La limousine qui est passée me prendre tout à l’heure s’engage maintenant dans la dernière rue qui mène à l’accueil monumental de l’ONU. Elle s’arrête en douceur au pied d’un parterre en velours, au beau milieu d’une horde de photographes quasi-hystériques qui hurlent mon nom pour attirer mon regard. Les flashs crépitent comme une averse de grêle et j’en prends plein les prunelles. Obséquieux, un militaire en uniforme vert, au torse placardé de décorations, tend son bras pour m’indiquer la direction à suivre. Il suffirait de le mettre à un carrefour pour qu’il se charge de faire la circulation…
Je me sens bien seul au milieu de tous ces gens.
En haut de l’escalier, je reconnais Claudius Thivettius, Secrétaire Général des Nations Unies. Auguste, le mec ! Pour un peu, je l’imaginerais bien avec une noble toge lisérée de rouge, à la mode des antiques sénateurs romains. Il a l’air sympa. A ses côtés, quelques personnes que je ne connais pas mais qui semblent importantes. Je ne sais pas ce que je dois faire et j’hésite mais, heureusement, le service du protocole s’en aperçoit immédiatement et me prend en charge sans tarder. C’est ainsi qu’une jolie demoiselle décide de devenir mon guide de chien aveugle, avec moi dans le rôle de l’aveugle, bien entendu.
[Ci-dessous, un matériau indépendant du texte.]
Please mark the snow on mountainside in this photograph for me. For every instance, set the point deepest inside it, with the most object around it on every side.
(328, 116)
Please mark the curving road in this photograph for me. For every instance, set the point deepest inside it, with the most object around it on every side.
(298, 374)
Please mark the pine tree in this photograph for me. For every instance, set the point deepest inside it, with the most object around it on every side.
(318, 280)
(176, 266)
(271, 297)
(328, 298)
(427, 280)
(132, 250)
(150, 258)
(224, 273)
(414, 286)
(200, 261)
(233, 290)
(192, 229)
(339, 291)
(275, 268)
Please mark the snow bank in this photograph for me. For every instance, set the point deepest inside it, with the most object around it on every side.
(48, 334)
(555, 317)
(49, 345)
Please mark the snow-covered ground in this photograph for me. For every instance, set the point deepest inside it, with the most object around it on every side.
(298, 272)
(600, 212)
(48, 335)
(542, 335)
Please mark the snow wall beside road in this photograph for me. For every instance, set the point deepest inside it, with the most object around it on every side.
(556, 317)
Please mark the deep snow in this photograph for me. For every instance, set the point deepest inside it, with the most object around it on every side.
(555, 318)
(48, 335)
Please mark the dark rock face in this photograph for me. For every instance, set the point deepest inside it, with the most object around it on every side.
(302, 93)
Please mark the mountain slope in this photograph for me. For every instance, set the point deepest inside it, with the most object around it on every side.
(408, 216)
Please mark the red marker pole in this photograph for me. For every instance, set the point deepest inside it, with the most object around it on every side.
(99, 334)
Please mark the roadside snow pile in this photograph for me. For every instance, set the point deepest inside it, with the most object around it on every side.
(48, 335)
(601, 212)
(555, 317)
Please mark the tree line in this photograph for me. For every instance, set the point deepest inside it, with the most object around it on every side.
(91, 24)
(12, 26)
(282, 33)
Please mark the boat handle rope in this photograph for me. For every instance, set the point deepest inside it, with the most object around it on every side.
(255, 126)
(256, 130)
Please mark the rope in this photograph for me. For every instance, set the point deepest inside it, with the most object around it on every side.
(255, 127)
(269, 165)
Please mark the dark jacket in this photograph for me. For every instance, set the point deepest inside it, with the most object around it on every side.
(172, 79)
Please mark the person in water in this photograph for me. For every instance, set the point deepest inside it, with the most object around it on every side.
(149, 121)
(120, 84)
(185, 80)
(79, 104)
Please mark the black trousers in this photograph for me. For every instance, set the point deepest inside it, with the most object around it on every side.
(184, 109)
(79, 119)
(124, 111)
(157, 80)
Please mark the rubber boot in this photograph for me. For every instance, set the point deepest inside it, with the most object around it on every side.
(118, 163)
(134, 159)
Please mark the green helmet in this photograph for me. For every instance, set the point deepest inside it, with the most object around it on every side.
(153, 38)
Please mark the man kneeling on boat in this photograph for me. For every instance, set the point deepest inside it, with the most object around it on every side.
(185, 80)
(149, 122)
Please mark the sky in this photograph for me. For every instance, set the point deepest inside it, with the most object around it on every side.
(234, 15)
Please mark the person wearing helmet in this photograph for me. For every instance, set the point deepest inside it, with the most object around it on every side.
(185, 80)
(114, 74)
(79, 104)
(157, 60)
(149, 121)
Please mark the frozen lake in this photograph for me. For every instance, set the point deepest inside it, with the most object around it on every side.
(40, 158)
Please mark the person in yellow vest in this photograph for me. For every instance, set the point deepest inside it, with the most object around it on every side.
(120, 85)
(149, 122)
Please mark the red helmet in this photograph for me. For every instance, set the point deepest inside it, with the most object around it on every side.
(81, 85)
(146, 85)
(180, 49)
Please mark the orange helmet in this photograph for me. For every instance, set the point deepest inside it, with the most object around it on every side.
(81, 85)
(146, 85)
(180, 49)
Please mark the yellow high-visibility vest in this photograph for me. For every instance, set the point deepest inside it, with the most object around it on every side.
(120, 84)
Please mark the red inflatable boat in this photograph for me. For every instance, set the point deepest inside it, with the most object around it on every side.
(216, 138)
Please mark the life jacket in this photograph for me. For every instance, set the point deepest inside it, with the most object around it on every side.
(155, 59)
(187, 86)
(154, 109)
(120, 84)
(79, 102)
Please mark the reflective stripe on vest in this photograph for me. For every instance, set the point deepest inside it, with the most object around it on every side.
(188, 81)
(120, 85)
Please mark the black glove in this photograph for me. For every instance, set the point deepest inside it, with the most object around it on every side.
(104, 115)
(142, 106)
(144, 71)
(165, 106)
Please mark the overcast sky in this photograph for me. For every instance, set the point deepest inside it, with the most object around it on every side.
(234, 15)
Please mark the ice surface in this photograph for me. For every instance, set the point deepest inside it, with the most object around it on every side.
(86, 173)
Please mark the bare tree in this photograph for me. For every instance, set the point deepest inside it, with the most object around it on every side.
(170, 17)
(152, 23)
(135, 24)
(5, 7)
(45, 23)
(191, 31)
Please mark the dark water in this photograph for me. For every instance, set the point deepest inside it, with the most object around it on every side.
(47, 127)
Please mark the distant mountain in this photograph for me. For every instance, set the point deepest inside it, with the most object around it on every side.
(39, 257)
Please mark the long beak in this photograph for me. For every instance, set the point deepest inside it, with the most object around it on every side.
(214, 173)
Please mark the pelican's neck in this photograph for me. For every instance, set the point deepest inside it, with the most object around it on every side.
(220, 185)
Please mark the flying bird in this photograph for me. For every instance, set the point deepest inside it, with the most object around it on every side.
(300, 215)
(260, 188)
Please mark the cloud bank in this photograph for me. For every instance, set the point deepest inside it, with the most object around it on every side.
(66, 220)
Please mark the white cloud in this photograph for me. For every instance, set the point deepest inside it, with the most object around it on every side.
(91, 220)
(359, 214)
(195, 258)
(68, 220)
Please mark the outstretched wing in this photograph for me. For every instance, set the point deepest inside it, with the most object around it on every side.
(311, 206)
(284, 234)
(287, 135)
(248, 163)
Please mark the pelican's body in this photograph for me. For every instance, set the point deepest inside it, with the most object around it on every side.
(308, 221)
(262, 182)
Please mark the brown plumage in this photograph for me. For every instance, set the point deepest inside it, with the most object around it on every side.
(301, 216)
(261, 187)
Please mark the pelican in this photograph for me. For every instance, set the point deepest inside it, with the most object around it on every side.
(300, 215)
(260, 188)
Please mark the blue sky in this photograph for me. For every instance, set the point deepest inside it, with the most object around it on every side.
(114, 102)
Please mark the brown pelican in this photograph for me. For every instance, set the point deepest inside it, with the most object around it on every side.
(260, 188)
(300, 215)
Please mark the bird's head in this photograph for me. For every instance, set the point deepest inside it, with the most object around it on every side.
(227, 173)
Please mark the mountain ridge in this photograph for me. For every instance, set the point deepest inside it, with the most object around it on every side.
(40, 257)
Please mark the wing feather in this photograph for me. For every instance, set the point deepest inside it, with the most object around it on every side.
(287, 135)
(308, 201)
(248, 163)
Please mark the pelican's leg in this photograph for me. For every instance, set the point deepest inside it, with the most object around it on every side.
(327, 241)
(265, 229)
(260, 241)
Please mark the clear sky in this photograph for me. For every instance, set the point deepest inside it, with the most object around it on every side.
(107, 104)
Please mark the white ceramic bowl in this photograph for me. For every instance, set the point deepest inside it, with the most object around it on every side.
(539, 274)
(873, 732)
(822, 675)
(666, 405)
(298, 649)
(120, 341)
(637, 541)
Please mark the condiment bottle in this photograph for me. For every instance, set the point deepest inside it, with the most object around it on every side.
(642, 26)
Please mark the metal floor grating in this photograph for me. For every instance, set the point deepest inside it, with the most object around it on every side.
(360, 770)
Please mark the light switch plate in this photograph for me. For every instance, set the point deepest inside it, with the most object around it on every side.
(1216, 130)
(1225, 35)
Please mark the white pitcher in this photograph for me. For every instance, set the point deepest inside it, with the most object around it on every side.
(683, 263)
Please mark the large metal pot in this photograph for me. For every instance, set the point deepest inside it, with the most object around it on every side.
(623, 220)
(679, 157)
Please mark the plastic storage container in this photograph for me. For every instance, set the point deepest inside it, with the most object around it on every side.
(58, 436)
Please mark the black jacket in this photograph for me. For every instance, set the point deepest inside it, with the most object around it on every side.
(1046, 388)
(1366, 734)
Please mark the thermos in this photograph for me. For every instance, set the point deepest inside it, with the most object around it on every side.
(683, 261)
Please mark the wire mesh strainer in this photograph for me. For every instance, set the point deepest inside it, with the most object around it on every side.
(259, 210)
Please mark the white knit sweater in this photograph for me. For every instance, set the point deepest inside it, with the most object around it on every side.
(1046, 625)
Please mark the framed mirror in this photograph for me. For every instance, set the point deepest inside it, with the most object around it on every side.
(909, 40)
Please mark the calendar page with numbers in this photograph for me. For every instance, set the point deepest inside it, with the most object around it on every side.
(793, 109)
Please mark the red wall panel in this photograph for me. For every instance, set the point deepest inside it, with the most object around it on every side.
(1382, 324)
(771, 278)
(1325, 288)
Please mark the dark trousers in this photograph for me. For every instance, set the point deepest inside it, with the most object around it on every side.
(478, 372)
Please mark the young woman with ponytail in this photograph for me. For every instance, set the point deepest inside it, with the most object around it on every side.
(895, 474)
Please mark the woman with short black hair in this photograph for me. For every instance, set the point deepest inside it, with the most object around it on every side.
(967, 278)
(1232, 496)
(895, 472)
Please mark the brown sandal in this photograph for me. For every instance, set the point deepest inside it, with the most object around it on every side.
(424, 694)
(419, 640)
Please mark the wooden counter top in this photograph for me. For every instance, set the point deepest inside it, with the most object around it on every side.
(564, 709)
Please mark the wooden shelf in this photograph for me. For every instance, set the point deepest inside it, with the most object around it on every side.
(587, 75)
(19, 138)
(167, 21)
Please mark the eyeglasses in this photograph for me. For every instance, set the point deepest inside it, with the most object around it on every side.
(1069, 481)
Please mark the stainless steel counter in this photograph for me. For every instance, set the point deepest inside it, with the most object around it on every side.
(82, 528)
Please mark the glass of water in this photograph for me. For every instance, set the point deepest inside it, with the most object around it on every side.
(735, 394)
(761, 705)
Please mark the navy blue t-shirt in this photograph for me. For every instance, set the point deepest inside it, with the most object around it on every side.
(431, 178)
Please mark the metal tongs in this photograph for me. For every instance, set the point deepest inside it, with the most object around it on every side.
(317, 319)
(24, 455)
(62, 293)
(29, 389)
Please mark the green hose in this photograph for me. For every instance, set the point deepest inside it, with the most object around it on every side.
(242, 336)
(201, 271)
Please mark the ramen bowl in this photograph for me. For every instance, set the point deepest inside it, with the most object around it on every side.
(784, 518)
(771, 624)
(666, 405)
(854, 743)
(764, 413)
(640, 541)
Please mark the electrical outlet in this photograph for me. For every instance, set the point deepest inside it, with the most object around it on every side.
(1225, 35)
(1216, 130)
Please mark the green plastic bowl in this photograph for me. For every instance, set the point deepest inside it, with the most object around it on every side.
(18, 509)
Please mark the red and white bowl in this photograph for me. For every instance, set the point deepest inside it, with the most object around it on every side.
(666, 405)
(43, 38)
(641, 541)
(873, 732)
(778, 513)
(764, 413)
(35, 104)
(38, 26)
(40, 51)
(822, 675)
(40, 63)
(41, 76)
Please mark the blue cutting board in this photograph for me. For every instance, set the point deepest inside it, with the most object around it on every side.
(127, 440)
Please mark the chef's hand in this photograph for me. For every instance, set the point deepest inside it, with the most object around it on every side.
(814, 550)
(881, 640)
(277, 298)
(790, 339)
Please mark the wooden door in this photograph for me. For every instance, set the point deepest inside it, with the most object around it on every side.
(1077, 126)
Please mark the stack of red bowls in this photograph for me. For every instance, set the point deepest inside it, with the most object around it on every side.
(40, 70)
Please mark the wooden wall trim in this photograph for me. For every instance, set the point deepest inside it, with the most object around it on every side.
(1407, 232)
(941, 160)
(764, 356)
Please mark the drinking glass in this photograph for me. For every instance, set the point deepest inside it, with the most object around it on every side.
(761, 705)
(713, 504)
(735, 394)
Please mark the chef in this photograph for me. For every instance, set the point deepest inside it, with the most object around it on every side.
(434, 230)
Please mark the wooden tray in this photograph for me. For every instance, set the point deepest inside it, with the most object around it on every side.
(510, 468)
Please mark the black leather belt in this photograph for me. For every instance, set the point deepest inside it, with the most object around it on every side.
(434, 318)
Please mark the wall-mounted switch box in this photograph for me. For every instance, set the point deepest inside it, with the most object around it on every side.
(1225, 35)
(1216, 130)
Elle me guide, tout en sourire et dans une langue étrangère. Illico, je comprends qu’elle me parle dans le dialecte du pays dont je suis sensé être originaire. Alors, pour couper court à tout malentendu qui pourrait m’être source de graves problèmes avec le service d’ordre, je lui coupe la parole :

-    Jolie demoiselle, accordez-moi le privilège de vous parlez dans la langue du pays qui me fait l’honneur de m’accueillir avec tant de charité, que je lui fais, flagorneur tout plein, en pensant même à me bricoler un drôle d’accent pour mieux brouiller les pistes.

 

Elle a du métier, la fifille… C’est à peine si elle a tressailli à m’entendre parler de la sorte. En attendant, elle embraye aussi sec, et me propose donc de la suivre. Je m’exécute sans rien ajouter, trop occupé que je suis à admirer une certaine partie de son adorable plastique.
Quelques instants plus tard, je suis invité à rejoindre un premier groupe de personnalités sur une petite tribune.
Cette fois-ci, c’est du sérieux : la plupart des chefs d’état des plus puissantes nations du monde sont là. Et moi, on me demande de me placer au milieu de tous ceux-là, avec le Secrétaire général Thivettius à mes côtés !
J’ignore comment ils ont fait pour être là avant moi. On ne m’a pourtant pas fait passer par l’entrée des artistes ! A moins qu’ils ne profitent des petits-fours depuis plus longtemps que moi ? Fort possible, me dis-je, prenant soudain conscience que certains sont visiblement plus égaux que les autres, ici. Ça augure plutôt mal pour la suite des évènements si on tient compte de l’accueil plus favorable réservé à ceux-là. Ça promet d'être un beau cirque, que tout cela.
Obama, roi des Zétazunidhâmerick, se fend d’un large sourire à mon intention, me tend la main en me glissant quelques mots que je ne saisis pas. Il est encore plus grand qu’à la télé.
Ses oreilles aussi..
D’autres magnats du monde, ne voulant pas rester en reste s’approchent à leur tour et me disent quelques mots, que je ne comprends pas non plus. Par pure politesse, je réponds quelques mots rapides, volontairement mal prononcés, mais avec un sourire radieux.
Au moins, je peux saisir l’importance que je représente, médiatiquement parlant, et je comprends un peu mieux ma valeur stratégique dans le plan de mes complices.

Pourtant, je me sens dépassé par les évènements, à franchement parler.  Un peu plus mal à l’aise à chaque instant quand quelque chose retient mon attention, quelques pas plus loin, dans la foule des journalistes présents.

Je fronce un peu les sourcils pour limiter l’aveuglement des flashs qui mitraillent toujours et je découvre, partagé entre soulagement et colère, Agent qui me fait des signes frénétiques !

Il est rouge de fatigue, essoufflé et le front en sueur.
A mon avis, il s’est passé quelque chose de terrible…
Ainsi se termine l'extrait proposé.